Kota Malang, ZonaNusantara – Pemerintah Kota (Pemkot) Malang terus mendapat desakan untuk segera mengambil tindakan hukum tegas terkait mencuatnya dugaan praktik plotting (pengaturan) dan ijon proyek pada Anggaran Pendapatan dan Belanja Daerah (APBD) Tahun Anggaran (TA) 2026.
Gelombang dorongan ini kian menguat seiring munculnya sinyalemen bahwa praktik lancung tersebut melibatkan oknum Aparatur Sipil Negara (ASN) di lingkungan Pemkot Malang.
Oknum tersebut diduga kuat berperan sebagai ‘makelar’ yang menerima aliran dana fee atau uang pelicin, sebagai imbalan untuk mengatur paket proyek demi memenangkan rekanan atau kontraktor tertentu.
Kecurigaan publik kian diperkuat oleh fakta lapangan hingga memasuki bulan Juni 2026, banyak paket proyek penunjukan langsung (PL) yang justru belum diluncurkan atau direalisasikan oleh Organisasi Perangkat Daerah (OPD) terkait.
Menanggapi mandeknya realisasi anggaran ini, Pemerhati Tata Pemerintahan Malang Raya, Awangga Wisnuwardhana, angkat bicara.
Ia menilai keterlambatan pelaksanaan proyek, khususnya di dinas Pekerjaan Umum (PU), akan membawa dampak buruk yang sistemik bagi serapan anggaran daerah.
”Dengan banyaknya kegiatan proyek PU Kota Malang tahun anggaran 2026 yang belum dilaksanakan baik dari proses pengadaan maupun pelaksanaan maka kemungkinan terjadinya Sisa Lebih Pembiayaan Anggaran (SiLPA) akan semakin besar,” ujar Angga, saat dikonfirmasi, 17 Juni 2026.
Selain risiko penumpukan anggaran yang tidak terserap, Awangga juga menyoroti tantangan teknis akibat buruknya manajemen waktu dari pemerintah daerah.
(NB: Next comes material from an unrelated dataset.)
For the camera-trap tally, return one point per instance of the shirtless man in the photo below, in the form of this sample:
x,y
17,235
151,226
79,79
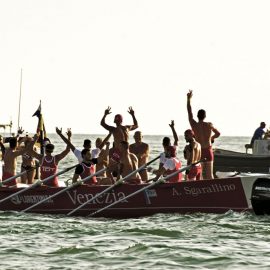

Perencanaan proyek yang sudah disusun sejak akhir tahun 2025 atau awal tahun 2026 diprediksi akan semakin sulit dieksekusi. Hal ini dipicu oleh lonjakan harga satuan bahan bangunan yang terjadi dalam beberapa pekan terakhir.
”Jika dipaksakan jalan sekarang, perencanaan awal sudah tidak relevan karena harga bahan bangunan sudah mengalami kenaikan yang tinggi,” imbuhnya.
Faktor alam juga menjadi tantangan besar lainnya. Awangga mengingatkan bahwa setelah bulan Juni, wilayah Malang Raya biasanya mulai memasuki masa transisi cuaca dengan potensi curah hujan yang tinggi.
Melaksanakan proyek fisik di bawah guyuran hujan dinilai berisiko menurunkan kualitas infrastruktur yang dibangun.
Menurutnya, mandeknya realisasi proyek fisik hingga pertengahan tahun ini menjadi rapor merah bagi jajaran birokrasi di Balai Kota Malang.
”Jika sampai saat ini belum terealisasi, maka ini menunjukkan kinerja dari OPD di Pemerintah Kota Malang tidak profesional dan kurang cermat dalam memetakan dampak serta dinamika kondisi terkini,” tegas Angga.
Ia pun mengkritik arah kebijakan Pemkot Malang saat ini yang dinilai cenderung berfokus pada program-program yang bersifat formalitas semata, ketimbang program kerja konkret yang dibutuhkan oleh publik.
”Sepertinya kegiatan pemerintah saat ini hanya banyak seremonial saja, dan kurang ada kegiatan konkret yang langsung menyentuh serta dirasakan manfaatnya oleh masyarakat luas,” pungkasnya.
Hingga berita ini diturunkan, pihak Pemerintah Kota Malang belum memberikan keterangan resmi terkait desakan langkah hukum serta tudingan mandeknya realisasi proyek APBD TA 2026 tersebut.